Here’s how to focus more and debug distractions:

  1. Daydream for a bit.
  2. It might seem counter-intuitive, but allowing your mind to wander off or zoning out may be one of the best approaches if you are struggling to focus.
  3. There is a growing realisation among psychologists that we spend an awful lot of time daydreaming – almost 50% of the time by some measures.
  4. This has led some psychologists to suggest that mind wandering is not so much of a glitch, but rather a key part of the system itself that can help our brains function.
  5. Looking at the brain itself can help to reveal that our focus wanes for a good reason.
  6. Concentration requires a network of brain regions including the frontal cortex, which is responsible for resisting distractions and controlling our natural impulse to do something more fun.
  7. Keeping this network functioning requires more energy than the group of brain regions that are active when we are thinking about nothing in particular.
  8. Inevitably, at some point during the day, we run out of steam and that’s when mind wandering kicks in.
  9. This actually exercises our mental functions or brain which is surprisingly beneficial – once you learn to schedule distractions.
  10. Laugh more. Laughter is said to be the best medicine – it can be true even for those who lack focus.
  11. Funny animal videos or pranks online are often seen as the ultimate distraction for procrastinators, but some psychologists think that they might actually help put us in the right mental state to get on with work.
  12. According to a recent study, a good way to boost your reserves of willpower is to have a good laugh.
  13. This is because, no matter how much you love your job, staying focused on something difficult requires willpower.
  14. According to a recent study, a good way to boost your reserves of willpower is to have a good laugh.
  15. In experiments, people who had watched a funny video tried longer and harder to complete an impossible puzzle than a control group of people who watched a video that was relaxing but not funny.
  16. The study concluded that humour replenishes our reserves so effectively that workplaces should encourage a more “playful” culture.
  17. Take a break. Stopping for some time or a few minutes each day would help you focus better than forcing your brain to focus when it’s actually dead-tired.
  18. Taking a pause whenever necessary will help you regain focus on the task at hand.
  19. You can do exercises or meditate on your break time.
  20. Also, taking that much-needed break is better with a caffeine boost.

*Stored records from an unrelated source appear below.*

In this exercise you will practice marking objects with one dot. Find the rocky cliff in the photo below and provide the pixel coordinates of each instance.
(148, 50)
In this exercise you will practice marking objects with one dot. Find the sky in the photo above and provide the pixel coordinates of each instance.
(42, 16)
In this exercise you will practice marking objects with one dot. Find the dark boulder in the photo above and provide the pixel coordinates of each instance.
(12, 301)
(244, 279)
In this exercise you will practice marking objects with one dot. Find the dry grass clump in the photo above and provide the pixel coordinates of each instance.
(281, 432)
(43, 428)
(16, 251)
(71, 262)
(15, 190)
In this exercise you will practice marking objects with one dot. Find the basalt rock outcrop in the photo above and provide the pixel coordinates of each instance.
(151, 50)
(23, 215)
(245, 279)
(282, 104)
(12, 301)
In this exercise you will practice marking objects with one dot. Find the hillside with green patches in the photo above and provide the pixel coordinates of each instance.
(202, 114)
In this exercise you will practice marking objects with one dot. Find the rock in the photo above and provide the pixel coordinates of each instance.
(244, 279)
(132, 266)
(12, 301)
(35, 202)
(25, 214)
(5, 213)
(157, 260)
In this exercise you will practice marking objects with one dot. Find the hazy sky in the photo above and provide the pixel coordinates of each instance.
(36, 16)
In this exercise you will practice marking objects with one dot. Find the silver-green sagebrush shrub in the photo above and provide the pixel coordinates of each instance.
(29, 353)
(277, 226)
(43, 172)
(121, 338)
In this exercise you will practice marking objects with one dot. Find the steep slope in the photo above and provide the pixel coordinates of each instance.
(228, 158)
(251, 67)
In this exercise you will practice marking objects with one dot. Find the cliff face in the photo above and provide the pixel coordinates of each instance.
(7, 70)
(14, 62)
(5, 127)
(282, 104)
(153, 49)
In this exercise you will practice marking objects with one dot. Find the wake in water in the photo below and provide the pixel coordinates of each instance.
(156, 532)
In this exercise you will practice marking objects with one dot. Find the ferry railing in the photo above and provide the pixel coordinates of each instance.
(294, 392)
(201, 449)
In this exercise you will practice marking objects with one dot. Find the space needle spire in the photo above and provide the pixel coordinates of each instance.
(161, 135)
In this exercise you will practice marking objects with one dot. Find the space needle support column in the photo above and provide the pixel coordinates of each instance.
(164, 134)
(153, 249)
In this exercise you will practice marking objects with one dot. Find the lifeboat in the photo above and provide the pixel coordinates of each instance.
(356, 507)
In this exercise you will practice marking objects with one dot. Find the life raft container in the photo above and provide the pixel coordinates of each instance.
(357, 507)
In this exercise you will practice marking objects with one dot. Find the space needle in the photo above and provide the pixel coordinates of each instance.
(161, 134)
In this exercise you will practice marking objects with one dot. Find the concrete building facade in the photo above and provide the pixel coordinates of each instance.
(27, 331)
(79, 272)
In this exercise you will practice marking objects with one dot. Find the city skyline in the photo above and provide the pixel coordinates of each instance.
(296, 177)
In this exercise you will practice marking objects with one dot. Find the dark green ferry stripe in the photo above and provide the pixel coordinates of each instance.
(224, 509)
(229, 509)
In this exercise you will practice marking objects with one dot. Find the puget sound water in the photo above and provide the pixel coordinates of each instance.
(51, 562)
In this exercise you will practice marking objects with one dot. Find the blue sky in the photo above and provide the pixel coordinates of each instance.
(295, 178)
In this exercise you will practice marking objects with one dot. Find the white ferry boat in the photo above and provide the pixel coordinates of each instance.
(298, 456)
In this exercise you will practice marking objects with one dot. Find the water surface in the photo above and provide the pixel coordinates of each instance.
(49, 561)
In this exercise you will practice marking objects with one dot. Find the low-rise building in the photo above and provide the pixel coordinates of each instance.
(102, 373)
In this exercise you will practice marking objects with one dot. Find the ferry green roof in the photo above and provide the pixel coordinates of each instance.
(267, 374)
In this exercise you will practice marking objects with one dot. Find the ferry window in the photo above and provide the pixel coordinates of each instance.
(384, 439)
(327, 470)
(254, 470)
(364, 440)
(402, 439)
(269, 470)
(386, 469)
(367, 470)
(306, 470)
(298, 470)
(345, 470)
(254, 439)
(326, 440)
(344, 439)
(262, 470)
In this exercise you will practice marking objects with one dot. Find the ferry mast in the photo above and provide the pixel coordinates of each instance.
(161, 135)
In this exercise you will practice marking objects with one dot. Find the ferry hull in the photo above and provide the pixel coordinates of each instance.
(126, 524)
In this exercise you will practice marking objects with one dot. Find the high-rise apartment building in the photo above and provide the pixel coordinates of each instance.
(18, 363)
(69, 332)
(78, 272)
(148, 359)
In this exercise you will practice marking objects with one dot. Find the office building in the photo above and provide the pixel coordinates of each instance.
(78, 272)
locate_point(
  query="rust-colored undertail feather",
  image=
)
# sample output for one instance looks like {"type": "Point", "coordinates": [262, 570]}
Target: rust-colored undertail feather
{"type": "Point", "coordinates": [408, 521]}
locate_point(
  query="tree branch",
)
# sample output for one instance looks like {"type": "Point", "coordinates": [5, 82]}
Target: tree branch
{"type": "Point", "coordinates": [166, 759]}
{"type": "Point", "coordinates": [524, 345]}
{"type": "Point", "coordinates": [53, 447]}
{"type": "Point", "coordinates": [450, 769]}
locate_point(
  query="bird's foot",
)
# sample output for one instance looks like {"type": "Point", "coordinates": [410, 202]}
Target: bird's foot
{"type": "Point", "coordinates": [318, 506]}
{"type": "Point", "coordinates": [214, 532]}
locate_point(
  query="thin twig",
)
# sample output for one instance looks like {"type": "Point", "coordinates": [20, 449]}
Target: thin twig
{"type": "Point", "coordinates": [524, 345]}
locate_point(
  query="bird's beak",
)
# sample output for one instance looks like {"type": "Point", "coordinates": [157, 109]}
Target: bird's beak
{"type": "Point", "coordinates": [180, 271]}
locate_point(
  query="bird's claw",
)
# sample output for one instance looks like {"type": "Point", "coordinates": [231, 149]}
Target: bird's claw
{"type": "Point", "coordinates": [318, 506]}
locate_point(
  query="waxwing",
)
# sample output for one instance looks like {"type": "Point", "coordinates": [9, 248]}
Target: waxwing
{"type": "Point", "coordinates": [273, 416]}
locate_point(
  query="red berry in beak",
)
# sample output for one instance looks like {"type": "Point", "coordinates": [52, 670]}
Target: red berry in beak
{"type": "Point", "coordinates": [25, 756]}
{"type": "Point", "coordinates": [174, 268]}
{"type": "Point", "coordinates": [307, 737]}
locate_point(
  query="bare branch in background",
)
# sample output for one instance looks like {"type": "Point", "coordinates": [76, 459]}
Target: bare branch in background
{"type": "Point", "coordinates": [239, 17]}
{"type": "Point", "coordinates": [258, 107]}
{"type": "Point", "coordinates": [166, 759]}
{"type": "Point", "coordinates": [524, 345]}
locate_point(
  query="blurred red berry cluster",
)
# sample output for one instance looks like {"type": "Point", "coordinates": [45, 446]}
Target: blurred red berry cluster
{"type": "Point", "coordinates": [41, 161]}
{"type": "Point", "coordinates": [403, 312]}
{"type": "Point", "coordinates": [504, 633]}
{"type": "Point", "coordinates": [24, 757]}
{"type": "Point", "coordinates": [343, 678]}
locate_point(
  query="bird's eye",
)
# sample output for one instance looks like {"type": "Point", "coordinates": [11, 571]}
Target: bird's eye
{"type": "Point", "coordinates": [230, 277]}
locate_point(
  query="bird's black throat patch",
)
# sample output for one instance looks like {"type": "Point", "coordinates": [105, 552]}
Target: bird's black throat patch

When you need to focus for long periods, less is more.

According to studies by Joe DeGutis and Mike Esterman at the Boston Attention and Learning Lab in Massachusetts.

In brain imaging experiments, they found that the most successful strategy for staying on course was to focus for a while, and then to take a short break before going back to concentrating.

People who tried to be on hypermode all the time made more mistakes overall.